[Solved] Help needed for face detection -deep learning



  • I have a code for detecting faces but now i need to count no:of faces .link text

    # OpenCV Python program to detect cars in video frame
    # import libraries of python OpenCV 
    import cv2
    #import numpy as np
    # capture frames from a video
    cap = cv2.VideoCapture('video.avi')
     
    # Trained XML classifiers describes some features of some object we want to detect
    car_cascade = cv2.CascadeClassifier('cars.xml')
     
    # loop runs if capturing has been initialized.
    while True:
        # reads frames from a video
        ret, frames = cap.read()
         
        # convert to gray scale of each frames
        gray = cv2.cvtColor(frames, cv2.COLOR_BGR2GRAY)
         
        #color fill white
        frames.fill(255)
        # or img[:] = 255
        # Detects cars of different sizes in the input image
        cars = car_cascade.detectMultiScale(gray, 1.1, 1)
         
        # To draw a rectangle in each cars
        for (x,y,w,h) in cars:
            cv2.rectangle(frames,(x,y),(x+w,y+h),(0,0,0),-1)
     
       # Display frames in a window 
        
        cv2.imshow('video2', frames)
         
        # Wait for Esc key to stop
        if cv2.waitKey(33) == 27:
            break
     
    # De-allocate any associated memory usage
    cv2.destroyAllWindows()
    


  • Hi @Nandu, You can increment a variable each time when detect faces, is that help?

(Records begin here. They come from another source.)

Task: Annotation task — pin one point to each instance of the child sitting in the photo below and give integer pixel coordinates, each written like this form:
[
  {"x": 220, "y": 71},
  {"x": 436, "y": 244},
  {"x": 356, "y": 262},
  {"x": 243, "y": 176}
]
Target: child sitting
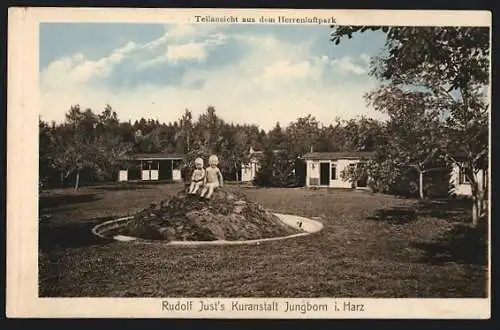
[
  {"x": 213, "y": 177},
  {"x": 198, "y": 177}
]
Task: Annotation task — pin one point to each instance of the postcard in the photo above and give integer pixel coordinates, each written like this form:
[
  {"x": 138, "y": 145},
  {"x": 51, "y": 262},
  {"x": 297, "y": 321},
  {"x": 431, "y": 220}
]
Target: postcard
[{"x": 248, "y": 163}]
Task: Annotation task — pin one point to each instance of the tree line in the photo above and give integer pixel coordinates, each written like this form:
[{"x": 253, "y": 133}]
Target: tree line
[
  {"x": 92, "y": 146},
  {"x": 433, "y": 88}
]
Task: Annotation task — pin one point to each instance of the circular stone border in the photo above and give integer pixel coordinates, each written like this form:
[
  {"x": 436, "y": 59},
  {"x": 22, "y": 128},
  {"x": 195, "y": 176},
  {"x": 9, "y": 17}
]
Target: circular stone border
[{"x": 309, "y": 226}]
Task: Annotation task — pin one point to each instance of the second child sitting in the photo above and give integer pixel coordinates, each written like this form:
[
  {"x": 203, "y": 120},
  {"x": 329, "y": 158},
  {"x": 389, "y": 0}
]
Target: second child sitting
[
  {"x": 198, "y": 177},
  {"x": 213, "y": 179}
]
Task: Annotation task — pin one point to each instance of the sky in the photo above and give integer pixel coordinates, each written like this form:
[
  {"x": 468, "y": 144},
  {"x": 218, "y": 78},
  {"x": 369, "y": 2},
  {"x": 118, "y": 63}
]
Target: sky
[{"x": 253, "y": 74}]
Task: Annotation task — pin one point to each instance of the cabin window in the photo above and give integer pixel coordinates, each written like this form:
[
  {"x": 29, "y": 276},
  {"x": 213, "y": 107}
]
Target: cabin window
[
  {"x": 334, "y": 172},
  {"x": 462, "y": 177}
]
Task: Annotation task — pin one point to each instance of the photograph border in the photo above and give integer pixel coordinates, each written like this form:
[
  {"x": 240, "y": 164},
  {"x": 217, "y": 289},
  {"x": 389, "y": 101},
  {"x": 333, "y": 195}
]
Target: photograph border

  • @salmanfaris yeah that's what i want.But i am not able to understand where i should place my variable in the above mentioned code.



  • Follow These steps

    1. Create a virtual enviroment and activate virtial environment
    python -m venv venv
    

    Activate venv for windows using following command:

    .\venv\Scripts\activate
    

    For Ubuntu:

    source venv/bin/activate
    
    1. Install necessary packages on venv
    pip install opencv-python
    
    pip install imutils
    
    1. Create Folder structure as shown below in your workspace
    TestPrograms  
    |
    ├─ cascades
    │  └─ haarcascade_frontalface_default.xml
    ├─ detect_faces.py
    ├─ images
    │  └─ obama.jpg
    ├─ utilities
    │  └─ facedetector.py
    
    
    1. Program for utililities/facedetector.py given below:
    import cv2
    class FaceDetector:
        def __init__(self, face_cascade_path):
            # Load the face detector
            self.face_cascade = cv2.CascadeClassifier(face_cascade_path)
    
        def detect(self, image, scale_factor=1.2, min_neighbors=3):
            # Detect faces in the image
            boxes = self.face_cascade.detectMultiScale(image, scale_factor, min_neighbors, flags=cv2.CASCADE_SCALE_IMAGE, minSize=(30,30))
    
            # Return the bounding boxes
            return boxes
    
    1. program on detect_faces.py
    from utilities.facedetector import FaceDetector
    import imutils
    import cv2
    
    # Define paths
    image_path = 'images/obama.jpg'
    cascade_path = 'cascades/haarcascade_frontalface_default.xml'
    
    # Load the image and convert it to greyscale
    image = cv2.imread(image_path)
    image = imutils.resize(image, 600, 600)
    gray = cv2.cvtColor(image, cv2.COLOR_BGR2GRAY)
    
    # Find faces in the image
    detector = FaceDetector(cascade_path)
    face_boxes = detector.detect(gray, 1.2, 5)
    print("{} face(s) found".format(len(face_boxes)))
    
    # Loop over the faces and draw a rectangle around each
    for (x, y, w, h) in face_boxes:
        cv2.rectangle(image, (x, y), (x + w, y + h), (0, 255, 0), 2)
    
    # Show the detected faces
    cv2.imshow("Faces", image)
    if(cv2.waitKey(0)):
     cv2.destroyAllWindows()
    
    1. Links to necessary files:
      Haar cascade frontal face
      Obama Family Image


  • @arunksoman thankyou 🥳



  • @Nandu But I have to mention that it is not a deep learning method. It is based on Integral images(Viola-Jones algorithm), which is basically something about ML. From opencv 3.4.3 there is a DNN module. This module help us to load caffemodels, torch models as well as tensorflow models. You can find out caffemodels on the Internet in order to detect faces. Using those we can make face detection quite efficiently. If you have any doubt feel free to ask here.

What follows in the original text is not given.